My first triathlon.

Almost 2 years ago, I signed up for my first swimming class. I couldn’t make it one pool length. I couldn’t put my face in the water. And I’m pretty sure those sharing a lane with me wanted to throw themselves off a bridge. I swayed in my lane from side to side; I was the last one to finish and I looked like a fucking mess. Up until this class; I had never swam before. I had an experience in the water when I was 8 that created a fear of water so deep; I made my mother obtain a doctor’s note for me so I wouldn’t have to swim in high school. As an adult, I learned to surf and I loved it. I could prevent myself from drowning but that’s about it. Truly, it’s a miracle I’m alive. I had no business being out there. However, knowing I was strapped to a giant floaty board, did offer a lot of peace. I have always gravitated towards the spiritual qualities of water. I’ve said this a million times but our relationship is like a giant metaphor. If you fight it; it fights back twice as hard. You need to embrace the energy and synergy of each wave; each movement and marry yourself to it. And respect is paramount. Always respect the force of water and it won’t do you wrong.

The reason I even entertained the idea of swimming was watching those around me complete triathlons. While in the midst of a serious running/life funk; it seemed like the perfect anecdote. Three sports as a opposed to one sort of guarantees you’ll never get bored. But it took too more years of banging my head against a wall with running. A handful of shitty, horrible, no good races, two bad falls on my knee, a cracked patella and a doctor saying “try a new sport,” to finally decide to pull the trigger. (Oh and some encouragement from a friend, of course) So I signed up for the Olympic distance in September and the Sebago Lake Triathlon (just the sprint distance) which I completed Sunday with like 3 weeks of training behind me.

3 weeks of training. Not the best idea. But when do I ever do things in a sensible manner?? PSSSHHHHH. Come on now.

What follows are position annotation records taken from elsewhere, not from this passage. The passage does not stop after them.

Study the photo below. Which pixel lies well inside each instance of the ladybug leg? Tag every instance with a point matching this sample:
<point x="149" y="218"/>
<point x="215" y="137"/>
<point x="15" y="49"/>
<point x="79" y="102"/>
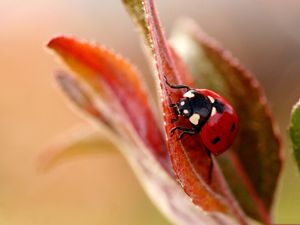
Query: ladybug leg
<point x="185" y="131"/>
<point x="174" y="106"/>
<point x="176" y="86"/>
<point x="189" y="132"/>
<point x="211" y="166"/>
<point x="172" y="131"/>
<point x="219" y="106"/>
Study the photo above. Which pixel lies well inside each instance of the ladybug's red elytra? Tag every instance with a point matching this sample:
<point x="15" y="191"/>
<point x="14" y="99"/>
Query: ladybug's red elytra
<point x="209" y="114"/>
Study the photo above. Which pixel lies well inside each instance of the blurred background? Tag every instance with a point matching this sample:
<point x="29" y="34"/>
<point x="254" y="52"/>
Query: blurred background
<point x="264" y="35"/>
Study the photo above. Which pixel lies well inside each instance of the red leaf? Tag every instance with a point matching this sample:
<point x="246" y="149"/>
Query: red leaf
<point x="119" y="86"/>
<point x="253" y="165"/>
<point x="189" y="159"/>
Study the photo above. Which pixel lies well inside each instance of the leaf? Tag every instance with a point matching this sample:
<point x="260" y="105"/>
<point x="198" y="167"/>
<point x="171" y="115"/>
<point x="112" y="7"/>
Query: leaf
<point x="189" y="159"/>
<point x="79" y="142"/>
<point x="294" y="132"/>
<point x="125" y="100"/>
<point x="79" y="95"/>
<point x="161" y="187"/>
<point x="253" y="165"/>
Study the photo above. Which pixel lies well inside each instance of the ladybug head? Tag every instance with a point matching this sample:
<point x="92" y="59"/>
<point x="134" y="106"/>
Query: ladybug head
<point x="184" y="108"/>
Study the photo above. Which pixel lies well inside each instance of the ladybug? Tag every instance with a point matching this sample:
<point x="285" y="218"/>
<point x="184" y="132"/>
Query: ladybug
<point x="209" y="114"/>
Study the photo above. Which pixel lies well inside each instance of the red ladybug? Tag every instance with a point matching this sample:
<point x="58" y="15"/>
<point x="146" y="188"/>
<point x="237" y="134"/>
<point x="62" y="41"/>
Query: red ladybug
<point x="210" y="114"/>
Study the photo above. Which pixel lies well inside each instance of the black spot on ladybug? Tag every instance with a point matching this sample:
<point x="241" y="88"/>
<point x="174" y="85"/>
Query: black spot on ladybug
<point x="216" y="140"/>
<point x="232" y="127"/>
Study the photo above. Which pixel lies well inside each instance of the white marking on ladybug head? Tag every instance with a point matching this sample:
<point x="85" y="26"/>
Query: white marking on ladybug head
<point x="194" y="119"/>
<point x="211" y="99"/>
<point x="189" y="94"/>
<point x="213" y="111"/>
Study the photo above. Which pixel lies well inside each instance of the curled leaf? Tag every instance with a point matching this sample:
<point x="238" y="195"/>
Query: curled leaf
<point x="189" y="158"/>
<point x="161" y="187"/>
<point x="253" y="165"/>
<point x="294" y="132"/>
<point x="118" y="85"/>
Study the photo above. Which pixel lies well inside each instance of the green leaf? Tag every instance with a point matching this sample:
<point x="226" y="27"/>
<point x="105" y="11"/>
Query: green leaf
<point x="188" y="157"/>
<point x="294" y="132"/>
<point x="253" y="165"/>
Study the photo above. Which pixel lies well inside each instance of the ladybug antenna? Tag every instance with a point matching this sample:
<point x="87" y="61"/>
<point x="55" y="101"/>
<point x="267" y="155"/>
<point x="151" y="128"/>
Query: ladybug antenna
<point x="176" y="86"/>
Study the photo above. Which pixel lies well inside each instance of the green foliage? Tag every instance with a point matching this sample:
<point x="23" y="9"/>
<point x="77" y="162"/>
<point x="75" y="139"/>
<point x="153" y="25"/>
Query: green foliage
<point x="294" y="132"/>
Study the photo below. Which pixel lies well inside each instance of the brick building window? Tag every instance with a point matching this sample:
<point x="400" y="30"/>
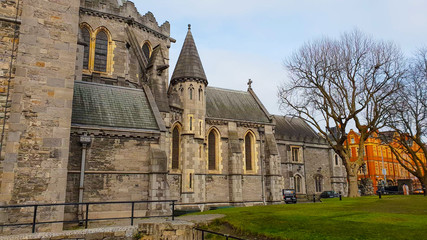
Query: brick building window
<point x="212" y="150"/>
<point x="318" y="183"/>
<point x="146" y="50"/>
<point x="96" y="55"/>
<point x="175" y="147"/>
<point x="86" y="42"/>
<point x="101" y="52"/>
<point x="249" y="151"/>
<point x="296" y="154"/>
<point x="200" y="93"/>
<point x="298" y="183"/>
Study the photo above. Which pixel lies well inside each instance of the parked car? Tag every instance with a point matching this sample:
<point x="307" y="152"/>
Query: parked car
<point x="418" y="191"/>
<point x="329" y="194"/>
<point x="289" y="196"/>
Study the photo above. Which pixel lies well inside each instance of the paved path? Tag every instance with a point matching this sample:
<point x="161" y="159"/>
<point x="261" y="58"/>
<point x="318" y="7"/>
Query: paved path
<point x="203" y="219"/>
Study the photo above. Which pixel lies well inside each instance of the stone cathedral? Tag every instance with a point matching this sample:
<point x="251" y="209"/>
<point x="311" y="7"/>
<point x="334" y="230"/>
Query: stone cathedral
<point x="91" y="112"/>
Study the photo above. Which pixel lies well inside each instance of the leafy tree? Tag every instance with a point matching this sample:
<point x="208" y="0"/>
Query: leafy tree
<point x="340" y="83"/>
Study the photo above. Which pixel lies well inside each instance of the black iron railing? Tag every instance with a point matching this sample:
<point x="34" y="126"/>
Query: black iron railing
<point x="203" y="231"/>
<point x="86" y="219"/>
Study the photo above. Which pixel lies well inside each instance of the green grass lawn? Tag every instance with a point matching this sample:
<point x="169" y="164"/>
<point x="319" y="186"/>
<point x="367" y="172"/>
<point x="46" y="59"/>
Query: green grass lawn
<point x="392" y="217"/>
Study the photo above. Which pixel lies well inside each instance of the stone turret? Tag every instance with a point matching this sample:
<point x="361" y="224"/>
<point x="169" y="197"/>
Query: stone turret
<point x="189" y="80"/>
<point x="187" y="87"/>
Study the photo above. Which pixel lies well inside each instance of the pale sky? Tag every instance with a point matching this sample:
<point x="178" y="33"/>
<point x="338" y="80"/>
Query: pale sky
<point x="238" y="40"/>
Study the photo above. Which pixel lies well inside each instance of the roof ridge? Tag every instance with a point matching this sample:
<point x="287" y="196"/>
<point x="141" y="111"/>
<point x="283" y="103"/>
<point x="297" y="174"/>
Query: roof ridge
<point x="108" y="86"/>
<point x="227" y="89"/>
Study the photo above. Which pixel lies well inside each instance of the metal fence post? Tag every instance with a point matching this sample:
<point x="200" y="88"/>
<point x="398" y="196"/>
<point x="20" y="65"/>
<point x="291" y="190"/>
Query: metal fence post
<point x="34" y="218"/>
<point x="87" y="215"/>
<point x="131" y="218"/>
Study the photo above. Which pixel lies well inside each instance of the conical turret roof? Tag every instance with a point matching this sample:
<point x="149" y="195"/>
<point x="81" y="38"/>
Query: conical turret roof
<point x="189" y="66"/>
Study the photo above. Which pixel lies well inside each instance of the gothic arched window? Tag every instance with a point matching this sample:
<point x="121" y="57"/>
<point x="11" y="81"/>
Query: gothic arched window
<point x="298" y="183"/>
<point x="86" y="41"/>
<point x="190" y="91"/>
<point x="318" y="182"/>
<point x="249" y="150"/>
<point x="175" y="147"/>
<point x="212" y="147"/>
<point x="146" y="49"/>
<point x="200" y="94"/>
<point x="101" y="52"/>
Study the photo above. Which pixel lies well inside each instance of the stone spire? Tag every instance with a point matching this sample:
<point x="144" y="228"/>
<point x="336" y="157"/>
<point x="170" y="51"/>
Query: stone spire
<point x="189" y="66"/>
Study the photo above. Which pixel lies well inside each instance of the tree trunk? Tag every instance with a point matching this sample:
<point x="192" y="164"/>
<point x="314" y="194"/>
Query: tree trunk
<point x="424" y="184"/>
<point x="353" y="188"/>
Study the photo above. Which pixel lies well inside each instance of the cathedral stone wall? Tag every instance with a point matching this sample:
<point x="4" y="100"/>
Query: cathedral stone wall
<point x="125" y="64"/>
<point x="116" y="169"/>
<point x="9" y="32"/>
<point x="36" y="154"/>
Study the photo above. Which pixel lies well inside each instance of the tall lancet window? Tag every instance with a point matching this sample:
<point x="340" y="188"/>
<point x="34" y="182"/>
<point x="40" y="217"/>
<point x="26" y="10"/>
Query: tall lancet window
<point x="175" y="147"/>
<point x="249" y="151"/>
<point x="101" y="52"/>
<point x="212" y="150"/>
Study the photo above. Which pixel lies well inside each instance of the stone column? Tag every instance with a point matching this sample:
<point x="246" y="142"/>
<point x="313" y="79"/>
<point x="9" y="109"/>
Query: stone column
<point x="235" y="164"/>
<point x="37" y="147"/>
<point x="272" y="167"/>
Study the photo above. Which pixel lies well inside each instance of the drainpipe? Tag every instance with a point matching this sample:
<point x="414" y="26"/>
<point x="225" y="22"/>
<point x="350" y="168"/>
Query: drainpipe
<point x="262" y="151"/>
<point x="85" y="140"/>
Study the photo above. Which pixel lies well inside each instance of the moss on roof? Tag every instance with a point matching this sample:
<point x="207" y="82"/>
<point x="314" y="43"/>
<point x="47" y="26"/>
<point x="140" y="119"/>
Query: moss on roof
<point x="105" y="105"/>
<point x="231" y="104"/>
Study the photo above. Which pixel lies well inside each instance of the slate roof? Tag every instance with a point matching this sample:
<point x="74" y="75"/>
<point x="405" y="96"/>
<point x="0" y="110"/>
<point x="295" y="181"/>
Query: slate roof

I knew I could cover all the distances. I knew I could handle the open water. I had done the distance twice on my bike up the hardest hills I could find in Windham. And 3.3 miles of running, I mean, come on. No bigs. Even still, come Sunday, I was nervous as all fuck. SO NERVOUS. Because it was new and fresh and unexpected. But you know what, once it started, I just made my way through the motions and something really glorious happened…..I smiled at everything around me. Every single solitary step of the way. I had a fucking smile on my face.

After the swim (which was a little horrifying by the way with all the people and one very lost swimmer next to me), I ran out of the water, smiling. I got on my bike, a little confused, but smiling. I huffed my way along the bike course, while primarily alone, smiling. It was hot. It was hard. The hills were unforgiving and unrelenting. But can I tell you, while coasting down a few of the downhills, I was just so enamored with how things looked on the bike, breeze blowing through me like a gift. It was spectacular. The run, was super challenging because I’ve never experienced that kind of fatigue at the start of a run but after walk/running the first mile; I caught my groove. I even managed to pull out a sprint at the finish. Still, smiling.

I haven’t felt this way after a race since early 2014.

I know some people have doubts about my ability to stick to things but these people also haven’t been privy to the demons I’ve been working through from 2014-2016. Yes, I may talk a lot but I’m quiet about the real struggles. And I have struggled, badly, the last two years. It’s easy to say that running is the thing that pulled me under but running really has nothing to do with it. I’ve suffered losses that are inconceivable, overwhelmed myself with a giant pile of things to do and continued to try and fake it for two years. Little did I realize, everything was spilling out everywhere. When you break down and cry hysterically after each race; it’s just easier to lie to people and tell them it’s because I missed my time goal. No, I don’t really give that much of a shit about time. It was mental exhaustion and emotional turmoil emerging from each broken seam as I struggled to just hide everything.

2017 is different. I feel like my old self. I feel mentally tough again. I’ve worked through the layers of grief. I understand what I need from myself and others. And, I have a new vice. A new outlet. I loved Sunday and I plan on continuing with swimming, biking and running. With no expectations. With no time goals. I just want to be out there, smiling as I coast down a hill and emerge from the water. I want to enjoy. That’s what life is all about isn’t it? Finding happiness, in whatever form works for you specifically.